You did everything exactly right. You were calm which helped keep your horse calm. It's important to make the session as free of stress on both of you as possible. You have found your strength which is patience so remember to use it whenever you have a problem with your horse. (this works with people as well most times) Your horse is now really beginning to trust you to help him through a scary experience and you will find that if you continue on with the patience and positive reinforcement it will help you in the future with other scary things as well. Keep up the great work, sweetie!


----------



## Woodhaven (Jan 21, 2014)

That's great and as you have the side ramp that really helps with him as he doesn't feel so confined and knows he can walk in a right out again. Gives him confidence. Good job


----------



## tinyliny (Oct 31, 2009)

WOW! that's terrific! you are becoming a real horsewoman. You should feel very proud. I never got things that good with X. He would load ok, but was not able to stay in without anxiety


----------



## ACinATX (Sep 12, 2018)

Karen Leigh said:


> You have found your strength which is patience so remember to use it whenever you have a problem with your horse. (this works with people as well most times)
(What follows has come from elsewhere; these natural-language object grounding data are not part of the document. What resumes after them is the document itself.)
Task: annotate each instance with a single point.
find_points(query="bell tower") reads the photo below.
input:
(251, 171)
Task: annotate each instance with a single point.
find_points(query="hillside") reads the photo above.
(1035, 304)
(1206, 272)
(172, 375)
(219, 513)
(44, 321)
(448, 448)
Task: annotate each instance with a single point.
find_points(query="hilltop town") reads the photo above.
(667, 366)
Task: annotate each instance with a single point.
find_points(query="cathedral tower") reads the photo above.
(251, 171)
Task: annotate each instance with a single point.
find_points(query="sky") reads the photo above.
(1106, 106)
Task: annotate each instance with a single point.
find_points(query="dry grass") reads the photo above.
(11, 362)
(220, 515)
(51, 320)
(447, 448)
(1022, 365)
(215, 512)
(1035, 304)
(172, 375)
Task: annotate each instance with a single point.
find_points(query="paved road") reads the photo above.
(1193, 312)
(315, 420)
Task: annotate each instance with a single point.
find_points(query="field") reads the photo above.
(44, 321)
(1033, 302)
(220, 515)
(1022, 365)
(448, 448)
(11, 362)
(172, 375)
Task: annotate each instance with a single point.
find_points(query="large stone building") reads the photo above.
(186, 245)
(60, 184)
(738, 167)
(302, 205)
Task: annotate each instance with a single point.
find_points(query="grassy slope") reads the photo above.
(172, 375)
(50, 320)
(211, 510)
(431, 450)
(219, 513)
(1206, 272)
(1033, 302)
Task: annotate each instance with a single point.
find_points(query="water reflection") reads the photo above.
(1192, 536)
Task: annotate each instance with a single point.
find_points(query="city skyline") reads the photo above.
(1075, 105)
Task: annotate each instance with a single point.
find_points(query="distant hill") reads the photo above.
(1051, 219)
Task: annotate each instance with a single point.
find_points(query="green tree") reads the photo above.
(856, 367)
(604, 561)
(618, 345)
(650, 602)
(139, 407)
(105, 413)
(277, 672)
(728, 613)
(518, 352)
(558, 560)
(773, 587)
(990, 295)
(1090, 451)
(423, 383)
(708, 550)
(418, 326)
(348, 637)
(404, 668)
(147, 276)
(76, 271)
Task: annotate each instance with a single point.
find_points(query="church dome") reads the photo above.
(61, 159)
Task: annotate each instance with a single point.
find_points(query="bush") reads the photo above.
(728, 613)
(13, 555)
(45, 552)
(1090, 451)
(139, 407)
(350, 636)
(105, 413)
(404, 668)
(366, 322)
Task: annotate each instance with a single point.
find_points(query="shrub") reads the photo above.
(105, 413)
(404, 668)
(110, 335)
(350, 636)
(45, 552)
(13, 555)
This is really strange. In general I don't think I'm a very patient person. I wish I could be patient with my mother who has dementia. But I never had any patience with her. I wonder if I could learn. With Teddy, I feel like he's doing the best he can, so I am willing to cut him some slack.



tinyliny said:


> I never got things that good with X. He would load ok, but was not able to stay in without anxiety


Yes, our next thing is going to be staying in. One thing I didn't mention is that the last two times, he actually ate a cookie inside the trailer. Previously, he was so worried from being inside that he couldn't even eat a cookie in there, even though he loves them. So he may be relaxing a little bit about being inside. We might be able to build on that.


----------



## tinyliny (Oct 31, 2009)

Don't feel bad. My mother can suck out of me even the tiniest amount of patience. It's uncanny..


----------



## bsms (Dec 31, 2010)

Never got Bandit past this stage:






Hope to buy a 3 horse trailer this spring....this one is used for storing hay and he can touch the front end with his nose while keeping his rear feet outside.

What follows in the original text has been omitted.